The floorboards split, and the bathtub plummets through the ceiling of the apartment below.

I fall down into my neighbor’s living room, tub and all.

Flaming plaster, wood, and tile rain down on me.

I jump out of the bathtub, bruised but not dead yet.

Now I’m standing naked in the middle of the destruction.

There’s a fire raging overhead. Everything in my apartment is burning to dust.

I don’t expect the rest of the floor to hold out much longer.

I look wildly around and see my neighbor, Mrs. Chugunkin, staring at me from the doorway. She’s wearing her usual oversized cardigan and carpet slippers, and she too is holding a mug of tea. She’s lucky she was drinking it in the kitchen, and not on her green chintz sofa, which has been completely flattened by my bathtub.

Ubiraysya otsyuda!” I shout at her. Get out of here!

We race for her front door, Mrs. Chugunkin getting there first, because I stop to snatch another wooly cardigan off the coatrack in her hallway. I shove my feet into a pair of her rain boots, and then we run out the door, down the hallway, and all the way down the four flights of stairs to the ground floor.

By this time, we’re in a crowd of apartment dwellers who have heard the explosion and are trying to flee the building. I see the superintendent, Mr. Bobrov, trying to direct people but almost getting trampled by the plumber who lives on the second floor.

“What was it?” Mrs. Chugunkin says to me in confusion. “Was it a gas leak?”

I ignore her, pushing past her to the doorway down to the parking garage.

I avoid my own ancient Vesta and hot-wire the plumber’s work van instead. Whoever tossed a grenade through my window is probably well aware what kind of car I drive. They probably saw me pull in. They must have been close by, watching and waiting for me to arrive back home.

What I don’t know is who’s trying to kill me.

Is it Remizov, in retaliation for failing to complete the hit on Ivan?

He’s not supposed to know who he hired to do the job, any more than I’m supposed to know who hired me.

But that doesn’t mean he didn’t figure it out.

If I tracked Zima’s IP address, that means other people can do it, too.

I start the engine of the van and pull out of the underground lot.

My first impulse is to get out of the city, head to my other safe house in Moscow. It’s a shack, even shittier than this place. But I have clothes and cash stashed there, and another laptop.

That’s what pisses me off the most about my apartment getting torched—it took me a long time to build my computer rig. It had all my records on it. I need it for work.

Of course, I have backups of my files in several places, plus more supplies, but all my favorite stuff was in that flat.

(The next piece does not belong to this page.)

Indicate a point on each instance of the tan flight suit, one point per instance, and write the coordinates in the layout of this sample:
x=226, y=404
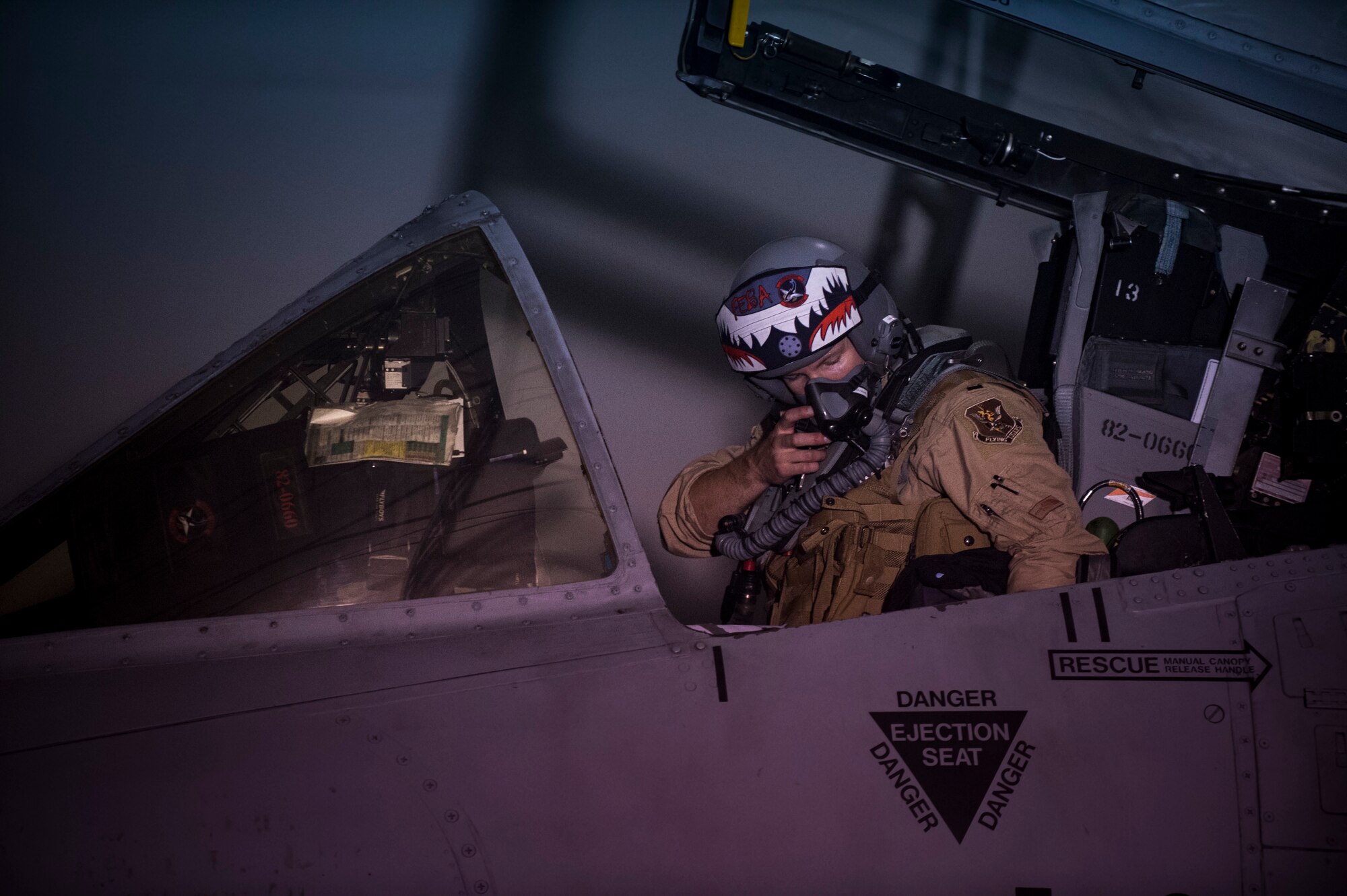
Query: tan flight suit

However, before I’ve driven very far out of St. Petersburg, I start thinking that switching to my other safe house isn’t the best idea. After all, if somebody knew about my apartment here, they could very well know about the one in Moscow. I doubt I’ll get lucky a second time if they decide to launch another grenade through my window.

I do need money, ID, and better clothes. I’m currently wearing a moth-eaten cardigan and a pair of Wellingtons.

I have emergency caches stashed in a few places around the city.

That’s where I’ll go first.

I’ll get some money.

I’ll buy some pants.

Then I’ll figure out who’s trying to kill me.